Dari hasil penelitian ditemukan bahwa perilaku merokok dapat dihubungkan dengan
struktur keluarga dan usia, sedangkan intensitas perilaku terkait dengan gender,
performansi akademik, dan usia. Hasil penemuan juga menemukan bahwa baik
merokok maupun intensitas perilaku terkait dengan status merokok dari teman dan
saudara yang lebih tua.
Leventhal
dan Clearly (dalam Wulandari, 2005) menyatakan bahwa merokok dapat juga
dihubungkan dengan rewarding experiences yang
terjadi saat remaja yang ingin diterima secara sosial mulai melakukan perilaku
merokok untuk diterima. Setiap remaja merokok, pada saat kadar nikotin mencapai
tingkat tinggi, remaja mungkin mengasosiasikan tingginya kadar nikotin dengan
penerimaan atau perasaan aman, sehingga pada saat kadar nikotin rendah, mereka
cenderung merokok kembali untuk memperoleh perasaan aman. Brannon (2000)

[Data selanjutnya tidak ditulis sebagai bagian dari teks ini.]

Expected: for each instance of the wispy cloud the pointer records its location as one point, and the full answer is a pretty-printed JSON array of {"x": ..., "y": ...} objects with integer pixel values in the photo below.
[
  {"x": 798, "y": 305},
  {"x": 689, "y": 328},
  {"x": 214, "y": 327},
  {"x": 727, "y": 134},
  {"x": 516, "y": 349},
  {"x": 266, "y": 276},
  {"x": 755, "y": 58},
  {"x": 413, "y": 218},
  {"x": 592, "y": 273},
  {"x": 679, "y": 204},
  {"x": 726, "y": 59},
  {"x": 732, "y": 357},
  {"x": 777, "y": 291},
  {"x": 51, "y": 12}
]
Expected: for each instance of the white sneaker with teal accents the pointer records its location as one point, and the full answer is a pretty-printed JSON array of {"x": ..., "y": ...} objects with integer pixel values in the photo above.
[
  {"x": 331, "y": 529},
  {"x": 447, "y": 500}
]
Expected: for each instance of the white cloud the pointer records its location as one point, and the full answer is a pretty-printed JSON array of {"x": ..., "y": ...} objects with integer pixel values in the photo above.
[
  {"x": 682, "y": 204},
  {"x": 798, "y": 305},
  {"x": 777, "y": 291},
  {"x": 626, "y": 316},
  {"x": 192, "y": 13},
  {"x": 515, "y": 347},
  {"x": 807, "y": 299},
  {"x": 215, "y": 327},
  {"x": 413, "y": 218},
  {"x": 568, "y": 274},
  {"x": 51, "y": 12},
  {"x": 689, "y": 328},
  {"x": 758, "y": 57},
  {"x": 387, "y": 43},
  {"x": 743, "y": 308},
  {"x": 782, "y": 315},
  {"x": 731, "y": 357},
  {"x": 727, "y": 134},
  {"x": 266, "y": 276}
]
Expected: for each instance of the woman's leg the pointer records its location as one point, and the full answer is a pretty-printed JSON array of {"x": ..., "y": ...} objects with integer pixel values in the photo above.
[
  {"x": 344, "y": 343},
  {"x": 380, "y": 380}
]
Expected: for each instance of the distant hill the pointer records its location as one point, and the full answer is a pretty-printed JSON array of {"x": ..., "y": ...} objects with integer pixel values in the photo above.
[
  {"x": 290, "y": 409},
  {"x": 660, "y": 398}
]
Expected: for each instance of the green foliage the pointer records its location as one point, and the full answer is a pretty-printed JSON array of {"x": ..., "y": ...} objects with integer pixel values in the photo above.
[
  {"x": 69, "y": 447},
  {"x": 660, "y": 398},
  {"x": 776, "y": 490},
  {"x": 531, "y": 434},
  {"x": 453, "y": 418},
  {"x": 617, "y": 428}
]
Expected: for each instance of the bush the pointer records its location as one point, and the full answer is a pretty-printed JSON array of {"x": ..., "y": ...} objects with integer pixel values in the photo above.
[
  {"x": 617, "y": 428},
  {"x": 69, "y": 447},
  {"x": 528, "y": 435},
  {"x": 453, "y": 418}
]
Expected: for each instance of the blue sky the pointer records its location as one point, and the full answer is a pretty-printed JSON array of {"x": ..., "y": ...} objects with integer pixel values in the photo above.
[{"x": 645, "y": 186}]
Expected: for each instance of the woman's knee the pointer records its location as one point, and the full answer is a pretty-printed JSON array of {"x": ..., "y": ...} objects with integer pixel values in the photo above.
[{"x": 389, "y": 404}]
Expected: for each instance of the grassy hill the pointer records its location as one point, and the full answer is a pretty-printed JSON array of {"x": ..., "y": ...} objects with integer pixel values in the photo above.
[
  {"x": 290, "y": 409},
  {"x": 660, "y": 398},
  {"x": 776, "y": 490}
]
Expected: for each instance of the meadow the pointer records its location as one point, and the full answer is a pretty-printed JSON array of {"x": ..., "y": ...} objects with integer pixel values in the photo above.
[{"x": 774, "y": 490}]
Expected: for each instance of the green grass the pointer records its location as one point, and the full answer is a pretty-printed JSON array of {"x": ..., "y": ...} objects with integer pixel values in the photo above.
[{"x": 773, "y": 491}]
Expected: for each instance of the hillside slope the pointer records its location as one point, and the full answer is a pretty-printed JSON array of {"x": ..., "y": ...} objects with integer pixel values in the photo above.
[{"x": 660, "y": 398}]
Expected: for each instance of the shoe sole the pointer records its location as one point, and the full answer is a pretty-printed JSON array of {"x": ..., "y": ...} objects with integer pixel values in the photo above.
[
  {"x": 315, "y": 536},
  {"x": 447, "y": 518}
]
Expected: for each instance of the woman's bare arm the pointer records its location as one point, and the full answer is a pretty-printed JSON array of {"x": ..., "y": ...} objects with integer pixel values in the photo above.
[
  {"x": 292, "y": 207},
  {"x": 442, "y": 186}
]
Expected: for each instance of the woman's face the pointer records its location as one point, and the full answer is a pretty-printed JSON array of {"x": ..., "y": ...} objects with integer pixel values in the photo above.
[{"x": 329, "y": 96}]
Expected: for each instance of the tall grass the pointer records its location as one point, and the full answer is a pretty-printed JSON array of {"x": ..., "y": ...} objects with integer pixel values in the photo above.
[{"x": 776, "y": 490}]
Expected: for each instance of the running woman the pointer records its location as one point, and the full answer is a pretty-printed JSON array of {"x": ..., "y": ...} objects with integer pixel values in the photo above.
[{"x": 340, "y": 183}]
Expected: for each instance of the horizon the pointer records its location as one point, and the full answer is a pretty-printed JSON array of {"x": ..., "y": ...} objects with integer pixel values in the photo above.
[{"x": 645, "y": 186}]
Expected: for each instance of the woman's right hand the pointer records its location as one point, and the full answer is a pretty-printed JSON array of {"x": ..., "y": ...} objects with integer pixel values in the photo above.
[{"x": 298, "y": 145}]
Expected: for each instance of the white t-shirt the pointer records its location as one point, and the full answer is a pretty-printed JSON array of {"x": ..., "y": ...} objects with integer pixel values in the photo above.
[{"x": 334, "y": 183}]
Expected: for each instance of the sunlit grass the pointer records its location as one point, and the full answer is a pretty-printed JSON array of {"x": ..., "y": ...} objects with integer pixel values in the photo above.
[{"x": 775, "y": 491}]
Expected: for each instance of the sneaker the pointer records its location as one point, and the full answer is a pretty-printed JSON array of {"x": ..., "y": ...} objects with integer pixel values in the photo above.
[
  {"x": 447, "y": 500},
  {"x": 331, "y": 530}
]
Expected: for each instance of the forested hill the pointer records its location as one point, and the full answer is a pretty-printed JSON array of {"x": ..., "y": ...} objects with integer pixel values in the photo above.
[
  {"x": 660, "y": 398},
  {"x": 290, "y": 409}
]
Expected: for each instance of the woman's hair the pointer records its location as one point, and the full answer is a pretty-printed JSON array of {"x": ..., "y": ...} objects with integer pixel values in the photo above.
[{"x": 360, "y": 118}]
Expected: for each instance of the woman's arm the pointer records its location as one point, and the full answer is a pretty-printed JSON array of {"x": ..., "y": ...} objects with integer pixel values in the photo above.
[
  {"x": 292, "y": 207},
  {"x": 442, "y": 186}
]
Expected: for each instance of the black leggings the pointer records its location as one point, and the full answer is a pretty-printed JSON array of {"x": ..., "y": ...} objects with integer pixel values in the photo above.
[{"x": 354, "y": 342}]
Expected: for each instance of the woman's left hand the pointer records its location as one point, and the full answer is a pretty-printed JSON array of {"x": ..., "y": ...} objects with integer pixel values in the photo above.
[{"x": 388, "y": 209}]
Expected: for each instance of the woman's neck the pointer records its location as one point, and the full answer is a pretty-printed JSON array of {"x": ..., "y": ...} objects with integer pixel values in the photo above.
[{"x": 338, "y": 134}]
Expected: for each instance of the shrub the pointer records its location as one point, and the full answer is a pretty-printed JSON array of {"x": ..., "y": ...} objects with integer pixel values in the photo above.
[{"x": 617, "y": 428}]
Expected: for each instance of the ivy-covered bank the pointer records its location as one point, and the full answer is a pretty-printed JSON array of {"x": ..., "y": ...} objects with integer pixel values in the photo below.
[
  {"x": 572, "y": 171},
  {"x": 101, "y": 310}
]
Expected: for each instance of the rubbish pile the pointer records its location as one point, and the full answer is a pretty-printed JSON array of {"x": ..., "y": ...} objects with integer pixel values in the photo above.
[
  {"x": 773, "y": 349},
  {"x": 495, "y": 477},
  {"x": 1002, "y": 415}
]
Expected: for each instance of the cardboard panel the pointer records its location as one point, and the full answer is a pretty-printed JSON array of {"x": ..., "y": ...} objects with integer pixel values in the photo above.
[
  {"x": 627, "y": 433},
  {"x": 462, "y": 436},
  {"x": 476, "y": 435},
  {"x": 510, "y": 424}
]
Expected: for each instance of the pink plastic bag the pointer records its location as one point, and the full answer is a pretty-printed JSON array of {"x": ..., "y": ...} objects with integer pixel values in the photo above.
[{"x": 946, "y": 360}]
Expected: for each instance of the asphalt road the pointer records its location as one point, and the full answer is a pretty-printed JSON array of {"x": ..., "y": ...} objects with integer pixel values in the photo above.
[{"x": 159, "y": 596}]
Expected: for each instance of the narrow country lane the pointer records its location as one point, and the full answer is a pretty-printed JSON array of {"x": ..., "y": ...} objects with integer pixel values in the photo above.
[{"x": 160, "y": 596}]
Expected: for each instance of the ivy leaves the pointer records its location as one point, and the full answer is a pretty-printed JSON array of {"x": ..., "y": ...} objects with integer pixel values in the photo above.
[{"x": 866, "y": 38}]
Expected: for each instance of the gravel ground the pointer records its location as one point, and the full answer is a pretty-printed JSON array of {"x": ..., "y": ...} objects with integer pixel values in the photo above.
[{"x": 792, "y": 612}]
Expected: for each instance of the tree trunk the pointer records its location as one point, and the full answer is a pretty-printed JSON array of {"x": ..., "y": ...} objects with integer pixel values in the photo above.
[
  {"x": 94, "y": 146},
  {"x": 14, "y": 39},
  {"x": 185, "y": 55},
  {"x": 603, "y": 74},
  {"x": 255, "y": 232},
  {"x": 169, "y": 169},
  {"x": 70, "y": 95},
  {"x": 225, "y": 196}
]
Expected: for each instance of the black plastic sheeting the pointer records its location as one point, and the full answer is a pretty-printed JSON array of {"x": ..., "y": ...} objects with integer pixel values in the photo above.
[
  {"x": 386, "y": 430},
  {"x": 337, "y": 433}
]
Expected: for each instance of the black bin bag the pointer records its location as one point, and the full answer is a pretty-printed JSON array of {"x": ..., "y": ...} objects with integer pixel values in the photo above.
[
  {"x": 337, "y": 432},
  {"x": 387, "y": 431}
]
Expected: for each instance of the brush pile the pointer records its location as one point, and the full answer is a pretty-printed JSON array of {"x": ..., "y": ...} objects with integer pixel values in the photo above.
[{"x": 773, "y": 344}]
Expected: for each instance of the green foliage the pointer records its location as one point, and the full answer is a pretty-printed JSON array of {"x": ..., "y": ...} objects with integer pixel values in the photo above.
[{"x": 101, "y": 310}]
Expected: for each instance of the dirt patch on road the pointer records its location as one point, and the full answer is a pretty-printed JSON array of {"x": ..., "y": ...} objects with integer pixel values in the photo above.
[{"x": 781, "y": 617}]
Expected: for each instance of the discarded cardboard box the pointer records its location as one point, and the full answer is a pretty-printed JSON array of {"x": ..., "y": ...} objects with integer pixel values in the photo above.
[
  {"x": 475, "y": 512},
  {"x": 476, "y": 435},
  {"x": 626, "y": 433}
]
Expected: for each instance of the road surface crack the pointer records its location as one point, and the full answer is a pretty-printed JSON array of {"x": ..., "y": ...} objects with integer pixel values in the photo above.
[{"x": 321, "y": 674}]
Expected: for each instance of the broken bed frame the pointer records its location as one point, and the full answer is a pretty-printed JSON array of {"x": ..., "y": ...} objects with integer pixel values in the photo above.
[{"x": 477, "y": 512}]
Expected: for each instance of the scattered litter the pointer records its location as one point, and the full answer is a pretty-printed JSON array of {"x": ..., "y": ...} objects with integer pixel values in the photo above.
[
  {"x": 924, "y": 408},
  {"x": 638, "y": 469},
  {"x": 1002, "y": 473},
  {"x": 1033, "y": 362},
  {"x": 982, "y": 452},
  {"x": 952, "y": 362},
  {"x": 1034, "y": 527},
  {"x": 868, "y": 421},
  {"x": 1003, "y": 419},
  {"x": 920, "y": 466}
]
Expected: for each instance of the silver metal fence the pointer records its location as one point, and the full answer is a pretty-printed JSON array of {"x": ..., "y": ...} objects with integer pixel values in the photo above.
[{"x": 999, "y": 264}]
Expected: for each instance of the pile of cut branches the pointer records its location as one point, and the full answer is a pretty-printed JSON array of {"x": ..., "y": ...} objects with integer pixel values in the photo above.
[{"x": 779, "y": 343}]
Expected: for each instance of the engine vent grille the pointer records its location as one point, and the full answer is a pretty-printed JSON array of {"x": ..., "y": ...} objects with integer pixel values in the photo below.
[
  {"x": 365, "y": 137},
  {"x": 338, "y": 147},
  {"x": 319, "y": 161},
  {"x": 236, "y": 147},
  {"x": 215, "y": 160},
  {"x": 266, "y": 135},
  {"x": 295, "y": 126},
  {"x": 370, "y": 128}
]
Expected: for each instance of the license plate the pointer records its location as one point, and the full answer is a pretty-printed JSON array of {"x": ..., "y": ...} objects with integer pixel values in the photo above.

menyatakan bahwa kebiasaan merokok akan membawa positive affect dan negative
affect pada perokok. Positive affect
dari merokok adalah untuk mencari peningkatan stimulasi yang dapat membawa
perokok pada keadaan rileks, sedangkan negative
affect, merokok dilakukan untuk mengurangi perasaan cemas, stress, bersalah
dan lain sebagainya.
Penelitian lain yang terkait
dengan merokok adalah penelitian yang dilakukan pada 167 perokok di tahun 2001.
Hasil penelitian ini menemukan bahwa kepribadian dapat dihubungkan dengan
motivasi untuk merokok, lebih banyaknya perilaku merokok Individu untuk negative affect
control, dan lebih banyaknya Individu introvert yang merokok
untuk meningkatkan kemampuan sosial. Penelitian ini juga menemukan bahwa
merokok dapat dihubungkan self-efficacy untuk berhenti
merokok. Tingkat dari rendahnya self-efficacy dapat dihubungkan
dengan kebiasaan merokok, negative affect control, dan
rendahnya kemampuan sosial. Self-efficacy Individu untuk
berhenti merokok dihubungkan dengan motivasi untuk merokok, self efficacy yang lebih rendah dalam
merokok merupakan salah satu cara untuk mengontrol emosi negative dan coping
dengan situasi sosial sehingga perilaku merokok menjadi lebih atomatis dan
terbiasa (Joseph, Manafi, Iakovaki, & Cooper, 2003).
PEMBAHASAN
Perilaku
merokok A yang diawali dengan mencoba-coba terbentuk karena faktor lingkungan,
yaitu perilaku merokok ayahnya dan teman sebaya. Perilaku merokok yang coba
dilakukan A terjadi karena adanya model permbelajaran observational learning dari ayah dan teman sebayanya. Ayah A memang
melarang A untuk merokok, namun secara tidak langsung ayah A memberikan model
perilaku merokok kepada A. Hal tersebut sejalan dengan pendapat Crain (2011)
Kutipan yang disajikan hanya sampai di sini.